There are a lot of Mitch’s around us whose fear of death disillusioned us into living life racing with the clock. I too am like Mitch whose fear of death made me live life as if tomorrow will never come. But I realized that it’s only when we know how to die that’s time when we know how to live. Sometimes, I do things that I thought would fulfil and would give meaning to my existence. And I thought I’m happy doing that, but I realized that I’m only living in the emotions of the moment that is after that moment passes and I’m alone emptiness starts to crawl back. And because I live life to the extremes, I often forget about the things that matters the most and I know now that all I need to do is to click that pause button and to use every moment of that time doing something that I will never regret that is to appreciate and value everything and everyone life has given me.

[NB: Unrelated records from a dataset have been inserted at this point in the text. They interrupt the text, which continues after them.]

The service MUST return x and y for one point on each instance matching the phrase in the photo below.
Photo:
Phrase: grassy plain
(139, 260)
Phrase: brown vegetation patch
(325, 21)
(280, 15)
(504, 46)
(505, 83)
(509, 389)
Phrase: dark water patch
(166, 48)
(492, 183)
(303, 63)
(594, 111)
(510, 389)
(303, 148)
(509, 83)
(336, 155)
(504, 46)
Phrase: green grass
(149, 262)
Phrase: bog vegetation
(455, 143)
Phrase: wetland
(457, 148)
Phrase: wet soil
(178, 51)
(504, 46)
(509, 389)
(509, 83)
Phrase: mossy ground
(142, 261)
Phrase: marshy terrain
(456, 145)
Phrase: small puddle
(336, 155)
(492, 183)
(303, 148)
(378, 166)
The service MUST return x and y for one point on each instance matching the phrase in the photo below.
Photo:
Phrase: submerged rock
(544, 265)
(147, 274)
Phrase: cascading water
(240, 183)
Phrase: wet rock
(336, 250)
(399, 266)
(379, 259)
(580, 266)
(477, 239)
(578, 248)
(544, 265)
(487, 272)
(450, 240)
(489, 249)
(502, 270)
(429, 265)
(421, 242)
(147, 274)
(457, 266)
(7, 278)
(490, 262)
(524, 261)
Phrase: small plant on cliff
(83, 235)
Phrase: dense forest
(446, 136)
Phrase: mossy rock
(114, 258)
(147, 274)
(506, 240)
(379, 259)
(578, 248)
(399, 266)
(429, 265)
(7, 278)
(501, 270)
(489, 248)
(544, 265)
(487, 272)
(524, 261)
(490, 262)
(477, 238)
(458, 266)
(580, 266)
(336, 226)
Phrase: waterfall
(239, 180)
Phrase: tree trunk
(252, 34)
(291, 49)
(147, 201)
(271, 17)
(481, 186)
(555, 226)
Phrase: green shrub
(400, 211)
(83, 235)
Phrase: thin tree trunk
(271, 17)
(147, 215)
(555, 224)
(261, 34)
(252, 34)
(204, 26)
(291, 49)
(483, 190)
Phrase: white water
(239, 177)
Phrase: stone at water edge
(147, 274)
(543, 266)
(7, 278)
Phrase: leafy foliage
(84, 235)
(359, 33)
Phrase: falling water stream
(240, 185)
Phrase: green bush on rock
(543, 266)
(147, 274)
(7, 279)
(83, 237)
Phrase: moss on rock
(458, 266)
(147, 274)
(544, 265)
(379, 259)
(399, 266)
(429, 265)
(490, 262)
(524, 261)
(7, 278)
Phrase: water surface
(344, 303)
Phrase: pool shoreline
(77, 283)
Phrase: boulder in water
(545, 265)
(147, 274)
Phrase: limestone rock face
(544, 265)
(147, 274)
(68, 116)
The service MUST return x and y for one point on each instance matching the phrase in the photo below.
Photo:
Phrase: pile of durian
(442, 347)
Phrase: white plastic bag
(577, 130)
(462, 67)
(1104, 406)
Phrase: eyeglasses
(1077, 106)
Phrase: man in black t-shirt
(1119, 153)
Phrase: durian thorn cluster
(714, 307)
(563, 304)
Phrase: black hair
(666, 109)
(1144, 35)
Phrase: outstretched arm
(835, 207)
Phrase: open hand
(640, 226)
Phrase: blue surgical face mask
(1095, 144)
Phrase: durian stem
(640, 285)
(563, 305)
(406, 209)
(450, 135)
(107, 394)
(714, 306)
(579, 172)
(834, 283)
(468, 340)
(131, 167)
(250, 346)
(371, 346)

In the film, Morrie said that when we live we need other people to survive and when we die we need other people to survive and we must love one another or die. Indeed it’s true, because all of us are connected to one another. In some ways, I, function for other people. I play an important part in my professors’ lives because without students their roles as teachers will never have meaning. Since we are connected with one another, everyone is dependent to other people so we must love and treat well those who give meaning to our lives because they are one of the reasons why we are still alive.
After watching the film, I know now, what scares me most about death, its saying goodbye to someone whom I will never have the chance to say hello again. When I think about death, I automatically linked it with nothingness that is when someone dies they become nothing. But what I didn’t realized is that soon they will return to something larger afterlife and I can still greet them again.
I know I can never command life to treat me well and be the way I want it to be because life has it’s own mind but if there’s one thing I know I’m sure of, that is I can treat life well and make the most out of it. Morrie perceived life as a rubber band it pulls us back and forth – pull as one way we think that’s what we want to do, pull us the other way we think that’s what we have to do.
For him, this is the tension of the opposites, we learn from what hurts us as much as what loves us. In the movie, Morrie taught us to love those people who have hurt us. He recommends that we try to understand them and be selfless even if we have developed a hardness of heart against them. We must learn how to forget all the pain that they’ve inflicted in us because even if we try to erase them in our lives, they are still a part of the person that we become. And one important lesson Morrie taught is learning how to forgive, now. We shouldn’t wait for our death sentence to come before we could finally find it in our hearts to forgive everyone and everything because every day is an opportunity to die and opportunity to live.